Mon Ludo,
Je voulais exprimer ma colère et ma déception, mais je vais pour le moment essayer de procéder avec un certain apaisement, car tu es bien au-dessus de tout cela.
J'ai pu me recueillir sur ta tombe ce samedi, grâce à Bibou qui a eu la gentillesse de me conduire jusqu'à toi.
Je trouve décidément que cette tombe ne te ressemble pas. Elle n'est pas à la hauteur, elle n'est pas représentative, elle ne cadre pas avec le garçon talentueux et érudit que tu étais.
Pour l'égayer un peu, j'avais fait graver sur verre et placé un portrait sobre et très beau de toi, dans la sérénité. Mon idée était de te rendre visible et de permettre aux personnes qui t'aiment de pouvoir se recueillir, de rentrer en communion avec toi.
Sans me prévenir, ta famille l'a ôté... est ce que c'est pour que tu sois le moins visible possible, même dans la mort? Je ne veux pas que ta personne soit invisible. Je ne veux pas qu'on ai honte de toi, de ton décès, qu'on le cache, qu'on essaye de te dissimuler.
J'ai le sentiment que nous te méritions pas, que nous n'avons pas su entretenir ta flamme, ton amour.
Pour ma part, je continuerai à crier à quelle point tu étais beau. Dire que tu a été pourtant si prévenant avec tous tes proches de ton vivant, si attentif, certainement dans l'espoir d'obtenir leur reconnaissance, que tu n'as jamais eue ou très insuffisamment. Il ne faut jamais se taire. Le silence est pire que tout. C'est comme manquer à son devoir d'encourager son enfant, de le soutenir, de le féliciter.

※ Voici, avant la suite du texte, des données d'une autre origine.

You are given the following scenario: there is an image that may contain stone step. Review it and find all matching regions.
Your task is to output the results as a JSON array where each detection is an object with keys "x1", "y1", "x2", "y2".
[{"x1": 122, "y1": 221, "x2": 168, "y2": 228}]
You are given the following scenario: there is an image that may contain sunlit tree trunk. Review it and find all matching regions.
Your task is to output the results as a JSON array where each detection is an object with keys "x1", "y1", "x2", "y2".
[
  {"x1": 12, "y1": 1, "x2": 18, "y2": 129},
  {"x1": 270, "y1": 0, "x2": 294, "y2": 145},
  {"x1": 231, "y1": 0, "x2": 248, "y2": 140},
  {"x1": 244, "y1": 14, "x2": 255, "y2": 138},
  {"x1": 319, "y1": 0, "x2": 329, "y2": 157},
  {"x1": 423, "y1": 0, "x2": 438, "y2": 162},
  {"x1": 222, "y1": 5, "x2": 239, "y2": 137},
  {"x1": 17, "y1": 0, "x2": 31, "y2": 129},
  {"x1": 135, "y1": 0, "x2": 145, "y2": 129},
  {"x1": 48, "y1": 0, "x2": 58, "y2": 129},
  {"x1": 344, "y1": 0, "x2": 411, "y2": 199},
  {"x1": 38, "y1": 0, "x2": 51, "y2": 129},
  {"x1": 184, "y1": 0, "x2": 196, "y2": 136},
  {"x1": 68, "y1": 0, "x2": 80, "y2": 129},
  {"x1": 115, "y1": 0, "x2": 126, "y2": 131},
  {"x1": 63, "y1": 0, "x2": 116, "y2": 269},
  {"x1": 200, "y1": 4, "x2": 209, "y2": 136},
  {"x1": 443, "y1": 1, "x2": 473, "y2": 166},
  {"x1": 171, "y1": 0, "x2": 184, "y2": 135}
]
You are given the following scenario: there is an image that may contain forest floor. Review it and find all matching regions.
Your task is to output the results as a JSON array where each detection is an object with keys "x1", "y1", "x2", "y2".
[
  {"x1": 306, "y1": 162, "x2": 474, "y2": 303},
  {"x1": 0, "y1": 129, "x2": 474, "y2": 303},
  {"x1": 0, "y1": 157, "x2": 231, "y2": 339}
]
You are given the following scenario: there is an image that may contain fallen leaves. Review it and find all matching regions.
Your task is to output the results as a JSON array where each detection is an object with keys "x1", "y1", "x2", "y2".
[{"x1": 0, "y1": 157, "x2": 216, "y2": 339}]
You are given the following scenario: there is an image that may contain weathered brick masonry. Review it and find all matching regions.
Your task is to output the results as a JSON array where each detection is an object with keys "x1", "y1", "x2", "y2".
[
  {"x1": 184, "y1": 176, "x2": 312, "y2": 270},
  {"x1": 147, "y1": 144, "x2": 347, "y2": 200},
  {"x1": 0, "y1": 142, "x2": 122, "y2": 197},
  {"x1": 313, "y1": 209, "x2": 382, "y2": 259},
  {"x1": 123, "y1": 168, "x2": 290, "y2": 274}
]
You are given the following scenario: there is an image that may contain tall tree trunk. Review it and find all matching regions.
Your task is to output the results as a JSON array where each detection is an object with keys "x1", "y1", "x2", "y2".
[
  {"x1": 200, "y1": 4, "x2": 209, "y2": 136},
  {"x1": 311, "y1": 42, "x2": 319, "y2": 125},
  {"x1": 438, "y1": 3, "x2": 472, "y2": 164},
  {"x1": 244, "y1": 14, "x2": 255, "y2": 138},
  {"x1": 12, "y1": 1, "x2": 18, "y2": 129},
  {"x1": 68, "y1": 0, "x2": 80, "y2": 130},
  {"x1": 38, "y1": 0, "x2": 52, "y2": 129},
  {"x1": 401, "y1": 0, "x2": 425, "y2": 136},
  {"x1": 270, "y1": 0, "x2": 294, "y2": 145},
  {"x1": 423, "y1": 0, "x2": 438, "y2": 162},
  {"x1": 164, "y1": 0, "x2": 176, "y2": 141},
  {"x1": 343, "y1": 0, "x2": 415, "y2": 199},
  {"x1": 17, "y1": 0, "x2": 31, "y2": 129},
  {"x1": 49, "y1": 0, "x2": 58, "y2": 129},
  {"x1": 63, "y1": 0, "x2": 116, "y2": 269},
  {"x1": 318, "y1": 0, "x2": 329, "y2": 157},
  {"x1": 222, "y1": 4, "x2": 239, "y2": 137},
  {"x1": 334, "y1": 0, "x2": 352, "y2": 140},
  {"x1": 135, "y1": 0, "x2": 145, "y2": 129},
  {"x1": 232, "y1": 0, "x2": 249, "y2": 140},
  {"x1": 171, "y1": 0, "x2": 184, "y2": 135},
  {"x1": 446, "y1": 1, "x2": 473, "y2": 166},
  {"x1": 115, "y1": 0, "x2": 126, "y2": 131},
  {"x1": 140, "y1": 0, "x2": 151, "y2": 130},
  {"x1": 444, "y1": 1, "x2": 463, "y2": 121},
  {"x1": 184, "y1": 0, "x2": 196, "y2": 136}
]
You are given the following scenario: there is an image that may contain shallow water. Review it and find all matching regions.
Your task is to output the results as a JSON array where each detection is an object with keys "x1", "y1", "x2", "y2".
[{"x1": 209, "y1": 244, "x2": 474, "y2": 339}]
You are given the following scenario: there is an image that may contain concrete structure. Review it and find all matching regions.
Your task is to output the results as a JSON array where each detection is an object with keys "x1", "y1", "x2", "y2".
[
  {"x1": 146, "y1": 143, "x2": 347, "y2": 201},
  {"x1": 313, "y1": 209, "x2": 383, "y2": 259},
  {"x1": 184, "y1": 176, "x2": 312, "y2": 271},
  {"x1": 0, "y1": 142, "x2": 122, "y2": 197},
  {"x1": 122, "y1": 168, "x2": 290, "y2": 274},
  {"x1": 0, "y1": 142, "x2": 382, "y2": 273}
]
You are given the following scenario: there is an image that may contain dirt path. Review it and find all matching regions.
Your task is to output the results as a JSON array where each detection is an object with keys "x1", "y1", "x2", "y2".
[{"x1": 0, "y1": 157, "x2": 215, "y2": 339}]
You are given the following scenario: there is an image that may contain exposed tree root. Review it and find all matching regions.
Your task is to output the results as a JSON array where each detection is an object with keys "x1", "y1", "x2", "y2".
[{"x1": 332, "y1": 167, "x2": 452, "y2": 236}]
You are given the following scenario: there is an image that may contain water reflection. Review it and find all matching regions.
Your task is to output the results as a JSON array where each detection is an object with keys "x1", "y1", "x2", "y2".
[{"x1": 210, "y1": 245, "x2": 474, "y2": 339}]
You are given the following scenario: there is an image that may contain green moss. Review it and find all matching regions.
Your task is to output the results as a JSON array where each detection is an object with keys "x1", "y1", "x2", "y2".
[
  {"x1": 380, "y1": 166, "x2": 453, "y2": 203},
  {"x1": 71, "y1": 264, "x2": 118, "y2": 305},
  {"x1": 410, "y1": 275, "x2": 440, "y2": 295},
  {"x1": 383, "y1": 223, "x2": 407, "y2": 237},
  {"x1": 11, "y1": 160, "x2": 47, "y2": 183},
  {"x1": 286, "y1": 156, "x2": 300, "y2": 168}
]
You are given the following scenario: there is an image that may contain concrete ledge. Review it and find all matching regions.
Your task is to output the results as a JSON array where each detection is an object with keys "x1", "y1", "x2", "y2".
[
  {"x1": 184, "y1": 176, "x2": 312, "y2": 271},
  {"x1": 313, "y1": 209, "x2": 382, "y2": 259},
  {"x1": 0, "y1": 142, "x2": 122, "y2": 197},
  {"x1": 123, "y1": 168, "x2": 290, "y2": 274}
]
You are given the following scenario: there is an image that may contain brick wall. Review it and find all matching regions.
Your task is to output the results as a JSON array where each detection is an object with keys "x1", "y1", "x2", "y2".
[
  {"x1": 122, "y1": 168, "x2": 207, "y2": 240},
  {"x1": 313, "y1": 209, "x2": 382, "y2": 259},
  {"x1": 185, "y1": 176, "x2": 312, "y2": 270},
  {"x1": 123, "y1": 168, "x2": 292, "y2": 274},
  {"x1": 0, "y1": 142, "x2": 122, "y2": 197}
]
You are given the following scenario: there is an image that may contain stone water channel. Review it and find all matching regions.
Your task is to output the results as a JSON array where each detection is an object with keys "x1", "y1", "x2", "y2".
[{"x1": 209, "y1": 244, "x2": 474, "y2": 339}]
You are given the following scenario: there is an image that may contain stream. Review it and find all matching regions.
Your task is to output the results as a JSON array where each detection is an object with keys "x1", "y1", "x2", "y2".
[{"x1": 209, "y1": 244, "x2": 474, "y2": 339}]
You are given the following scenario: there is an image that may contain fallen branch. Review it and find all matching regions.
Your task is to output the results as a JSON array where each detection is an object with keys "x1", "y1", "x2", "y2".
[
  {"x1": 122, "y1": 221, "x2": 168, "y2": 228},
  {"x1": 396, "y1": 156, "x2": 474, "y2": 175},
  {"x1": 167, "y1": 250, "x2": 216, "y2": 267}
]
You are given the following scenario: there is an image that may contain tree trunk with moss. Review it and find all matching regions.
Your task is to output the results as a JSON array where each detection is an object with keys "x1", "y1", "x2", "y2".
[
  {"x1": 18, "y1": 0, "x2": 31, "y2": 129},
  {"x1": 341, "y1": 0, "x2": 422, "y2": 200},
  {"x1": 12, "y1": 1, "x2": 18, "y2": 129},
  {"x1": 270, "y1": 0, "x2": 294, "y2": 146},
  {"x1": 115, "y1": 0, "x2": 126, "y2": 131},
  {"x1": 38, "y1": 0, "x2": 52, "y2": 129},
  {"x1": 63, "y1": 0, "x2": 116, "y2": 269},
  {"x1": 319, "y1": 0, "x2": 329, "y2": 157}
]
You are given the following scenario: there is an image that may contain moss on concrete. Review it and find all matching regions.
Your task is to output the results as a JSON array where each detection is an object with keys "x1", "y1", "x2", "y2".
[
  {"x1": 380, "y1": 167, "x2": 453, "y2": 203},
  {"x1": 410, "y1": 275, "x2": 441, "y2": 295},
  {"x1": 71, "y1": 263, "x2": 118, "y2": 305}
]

J'ai versé des larmes, j'avais des difficultés à te laisser, mais j'ai réalisé que tu ne me quitterais finalement jamais et que je continuerai à te faire vivre à travers moi. Peut être l'avais tu compris, peut être l'espérais tu?
Je suis très reconnaissant pour la chance que j'ai eu de croiser ta route. C'est un immense honneur que de t'avoir rencontré, que nos routes se soient croisées. J'entretiendrai et essaierai d'être digne de cet honneur tout ma vie. Je t'en fait le serment.
J'ai du mal à comprendre les réactions de ta famille, que je trouve parfois si décalée par rapport à mes propres références.
Ils me donnaient l'impression d'être si distants lorsque tu étais de ce monde, comme s'ils ne savaient pas quoi faire de toi., ou plutôt comme s'ils étaient mal à l'aise, en décalage avec ta propre vie. Pourquoi cette distance? Ils avaient un diamant sous les yeux, un être exceptionnel, avec un talent fou et une densité culturelle immense.
Ou peut être que cette distance venait de toi aussi? Tu as peut-être toi-même entretenu cette distance? Pourquoi?
Quoi qu'il en soit, tu es ma fierté mon Ludo, rien que pour cela. Tu as eu le courage de prendre ta vie en main, avec le sens du travail et de la volonté.
Je ne te laisse pas sous terre. Je t'emporte, avec tout mon amour, sous mon bras, au fond de mon cœur, pour toujours. Tu avais raison. Ta place n'est décidément pas là bas.